Imagine you have a toy car and you want to know how bumpy the road is ahead of it. You can place a tiny microphone on the car and listen to the sounds it makes as it rolls over the bumps. This is similar to how scientists use earthquake waves to learn about the Earth's interior.

A synthetic seismogram is like a pretend recording of what an earthquake wave might look like if it passed through the rocks below us. Scientists can use this pretend recording to learn about the Earth's interior without actually having to wait for an earthquake to happen.

To make a synthetic seismogram, scientists first create a computer model of the rocks and other materials that earthquakes travel through.

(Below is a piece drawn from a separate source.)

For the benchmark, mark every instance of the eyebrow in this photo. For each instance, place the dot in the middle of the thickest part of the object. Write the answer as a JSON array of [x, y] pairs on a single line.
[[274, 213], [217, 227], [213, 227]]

They simulate an earthquake by making a "source," which is like someone shaking the ground in a certain way. This creates waves that bounce around inside the Earth's layers, just like sound waves from a car bouncing over bumps in the road.

The computer can then use algorithms to estimate what the earthquake waves will look like on the surface, thousands of miles away from where the quake actually happened. The scientists can look at this pretend recording (the synthetic seismogram) to figure out things like what the Earth's inner layers are made of or how they are shaped.

So, in simpler terms, a synthetic seismogram is like a scientist's make-believe recording of an earthquake that hasn't actually happened yet. They use it to learn about what the Earth is like inside without having to wait for an actual earthquake to happen.